À Ferney, 12 février 1763.

Comme je deviens un tant soit peu aveugle, monsieur, permettez que j’aie l’honneur de vous écrire par mon clerc. Nous marions demain Mlle Corneille à un Bourguignon fort joli, officier de dragons de son métier, et fils d’un maître des comptes. Mes anges, M. et Mme d’Argental, ont si bien fait par toutes leurs bontés, ont tellement suppléé à notre ignorance d’une publication de ban qui devait se faire à Paris, que rien ne nous retarde plus. Un enfant qu’on dit plus aveugle que moi, et qui est beaucoup plus puissant, se mêle de la cérémonie ; nous avons signé le contrat de mariage ; j’ai usé de la permission que vous m’avez donnée d’assigner à Mlle Corneille, désormais Mme Dupuits, vingt mille livres sur la plus belle terre de Bourgogne. Comme il faut que je fasse apparoir et que j’annexe au contrat que ces vingt mille livres m’appartiennent, j’ai recours à vos bontés.

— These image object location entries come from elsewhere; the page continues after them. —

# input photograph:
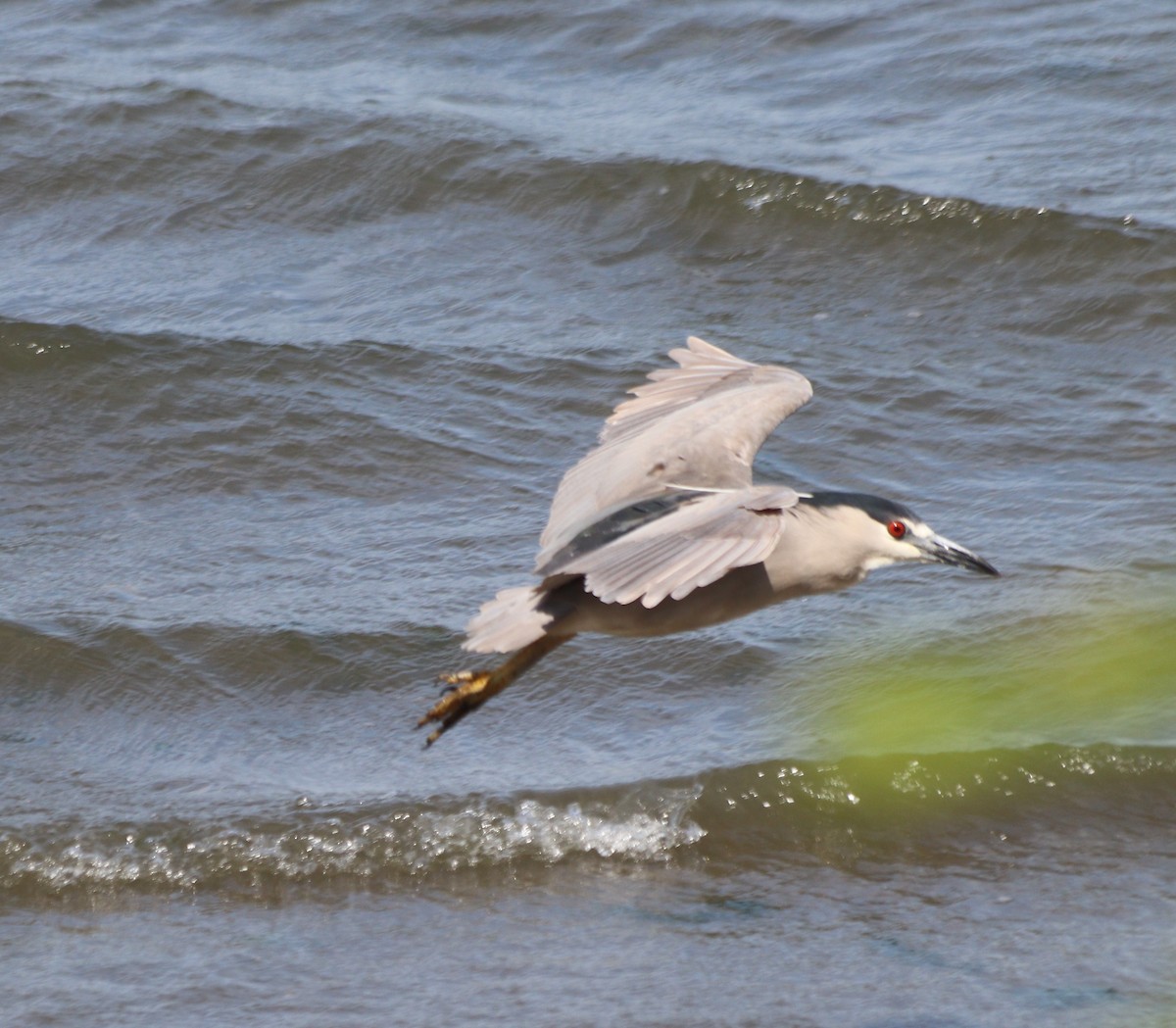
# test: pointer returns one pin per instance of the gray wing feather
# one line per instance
(699, 424)
(689, 548)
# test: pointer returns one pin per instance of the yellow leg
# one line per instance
(469, 689)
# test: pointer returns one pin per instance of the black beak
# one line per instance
(945, 551)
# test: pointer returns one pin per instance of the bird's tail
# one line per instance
(510, 621)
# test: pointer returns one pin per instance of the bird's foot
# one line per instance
(465, 692)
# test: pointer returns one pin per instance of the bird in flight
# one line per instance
(662, 529)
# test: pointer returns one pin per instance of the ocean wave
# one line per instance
(354, 847)
(851, 812)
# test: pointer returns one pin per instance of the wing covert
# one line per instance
(693, 546)
(698, 424)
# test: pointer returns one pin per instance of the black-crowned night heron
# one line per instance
(660, 529)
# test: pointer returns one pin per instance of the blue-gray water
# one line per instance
(305, 307)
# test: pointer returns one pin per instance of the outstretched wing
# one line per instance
(699, 424)
(694, 545)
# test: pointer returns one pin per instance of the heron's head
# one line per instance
(883, 533)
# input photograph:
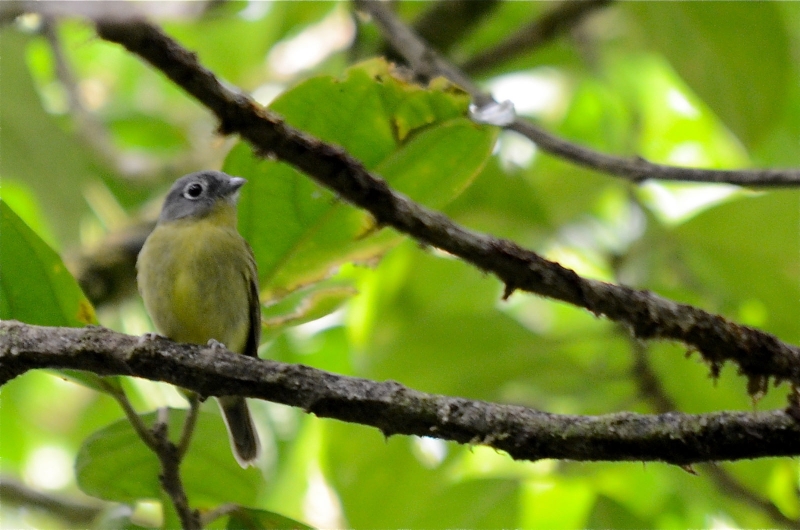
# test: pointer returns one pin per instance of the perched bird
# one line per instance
(197, 276)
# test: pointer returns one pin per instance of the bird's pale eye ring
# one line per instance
(193, 191)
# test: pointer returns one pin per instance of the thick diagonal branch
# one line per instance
(394, 409)
(758, 354)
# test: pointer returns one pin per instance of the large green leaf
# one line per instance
(735, 55)
(114, 464)
(35, 286)
(415, 138)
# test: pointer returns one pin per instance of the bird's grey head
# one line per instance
(195, 194)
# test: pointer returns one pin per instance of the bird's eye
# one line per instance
(193, 190)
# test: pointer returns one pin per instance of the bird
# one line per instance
(198, 278)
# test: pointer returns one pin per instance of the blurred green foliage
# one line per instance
(688, 83)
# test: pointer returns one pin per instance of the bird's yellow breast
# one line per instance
(194, 276)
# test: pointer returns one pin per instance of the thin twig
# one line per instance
(188, 425)
(133, 417)
(170, 478)
(523, 433)
(564, 16)
(426, 62)
(220, 511)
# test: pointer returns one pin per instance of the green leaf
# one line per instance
(742, 74)
(305, 305)
(412, 137)
(249, 519)
(114, 464)
(36, 287)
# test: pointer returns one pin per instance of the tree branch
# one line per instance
(759, 355)
(652, 390)
(426, 62)
(564, 16)
(169, 455)
(523, 433)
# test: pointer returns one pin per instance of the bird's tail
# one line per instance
(241, 431)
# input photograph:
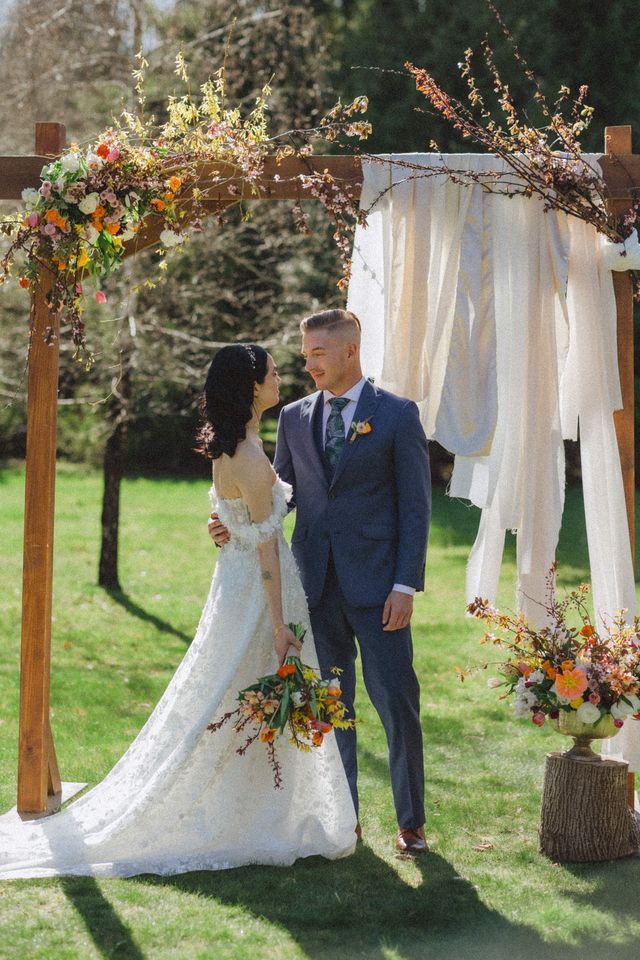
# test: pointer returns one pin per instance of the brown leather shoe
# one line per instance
(411, 843)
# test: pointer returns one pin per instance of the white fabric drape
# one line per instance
(499, 320)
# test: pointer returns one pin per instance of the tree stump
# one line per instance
(584, 814)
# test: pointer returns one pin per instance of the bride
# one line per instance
(180, 798)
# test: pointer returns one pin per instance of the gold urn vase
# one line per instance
(568, 724)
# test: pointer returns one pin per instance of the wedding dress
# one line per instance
(181, 798)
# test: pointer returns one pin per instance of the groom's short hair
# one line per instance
(335, 321)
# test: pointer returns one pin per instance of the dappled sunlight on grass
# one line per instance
(482, 893)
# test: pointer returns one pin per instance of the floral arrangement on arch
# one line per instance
(93, 201)
(539, 142)
(296, 700)
(562, 667)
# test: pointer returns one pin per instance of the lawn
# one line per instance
(483, 891)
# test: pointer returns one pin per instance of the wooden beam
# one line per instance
(617, 141)
(37, 766)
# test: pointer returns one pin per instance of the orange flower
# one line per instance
(571, 684)
(286, 669)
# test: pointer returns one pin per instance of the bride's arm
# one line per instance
(254, 479)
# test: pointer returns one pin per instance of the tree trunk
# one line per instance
(584, 815)
(115, 458)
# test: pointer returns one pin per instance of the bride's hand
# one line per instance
(283, 639)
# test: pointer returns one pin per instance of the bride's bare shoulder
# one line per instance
(248, 467)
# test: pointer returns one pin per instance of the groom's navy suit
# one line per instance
(361, 528)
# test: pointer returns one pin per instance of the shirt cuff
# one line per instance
(400, 587)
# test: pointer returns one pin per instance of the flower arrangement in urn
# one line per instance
(575, 675)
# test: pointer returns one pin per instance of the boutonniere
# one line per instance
(359, 428)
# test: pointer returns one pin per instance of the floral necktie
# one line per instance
(334, 434)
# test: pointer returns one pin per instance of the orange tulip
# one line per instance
(286, 669)
(571, 684)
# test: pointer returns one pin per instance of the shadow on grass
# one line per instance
(119, 596)
(110, 935)
(361, 908)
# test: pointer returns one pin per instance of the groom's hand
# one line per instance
(217, 531)
(397, 610)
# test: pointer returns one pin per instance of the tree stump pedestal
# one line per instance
(584, 814)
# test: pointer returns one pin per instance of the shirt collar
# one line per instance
(352, 394)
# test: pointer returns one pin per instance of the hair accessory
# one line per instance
(252, 357)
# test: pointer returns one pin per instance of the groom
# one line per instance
(356, 457)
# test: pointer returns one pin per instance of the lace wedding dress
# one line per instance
(181, 798)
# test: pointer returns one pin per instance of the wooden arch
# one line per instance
(39, 785)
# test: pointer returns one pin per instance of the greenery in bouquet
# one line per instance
(93, 200)
(294, 700)
(563, 666)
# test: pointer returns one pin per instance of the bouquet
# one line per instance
(295, 699)
(561, 667)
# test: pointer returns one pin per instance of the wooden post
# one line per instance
(617, 141)
(37, 766)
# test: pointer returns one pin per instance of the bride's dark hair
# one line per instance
(227, 402)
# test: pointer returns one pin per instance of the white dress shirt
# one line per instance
(353, 394)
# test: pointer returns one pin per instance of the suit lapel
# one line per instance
(365, 409)
(311, 418)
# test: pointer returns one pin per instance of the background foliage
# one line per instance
(253, 280)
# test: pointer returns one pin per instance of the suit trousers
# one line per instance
(390, 680)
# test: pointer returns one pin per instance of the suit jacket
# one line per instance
(373, 513)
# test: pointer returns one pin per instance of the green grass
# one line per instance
(112, 657)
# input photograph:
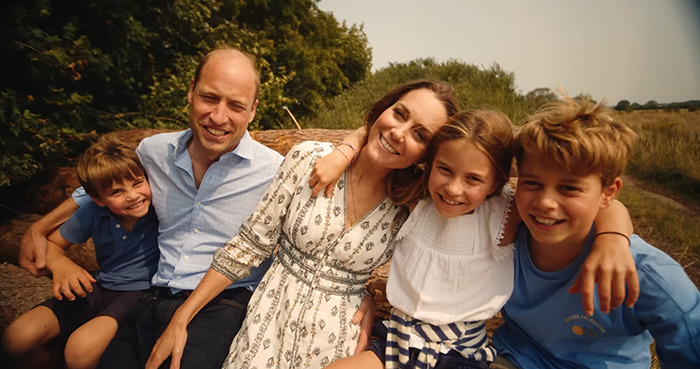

On nous flatte dans nos déserts que nous pourrons avoir incessamment le plaisir de nous ruiner à votre parlement. Si Mme la comtesse de Pimbêche avait été Bourguignonne, elle serait morte de chagrin ces deux années-ci.

Je crois qu’on débusquera à la fin les jésuites nos voisins que vous connaissez[2]. Il y en a un pourtant[3] qui fait notre mariage demain à minuit. Je pense qu’il ne leur restera bientôt pour tout bien que des sacrements. On les lapide au bout de soixante et dix ans avec les pierres de Port-Boyal.

Conservez-moi vos bontés et agréez mon tendre respect. V.

  1. Editeur, Th. Foisset.
  2. Les jésuites d’Ornex.
  3. Le pèrc Adam.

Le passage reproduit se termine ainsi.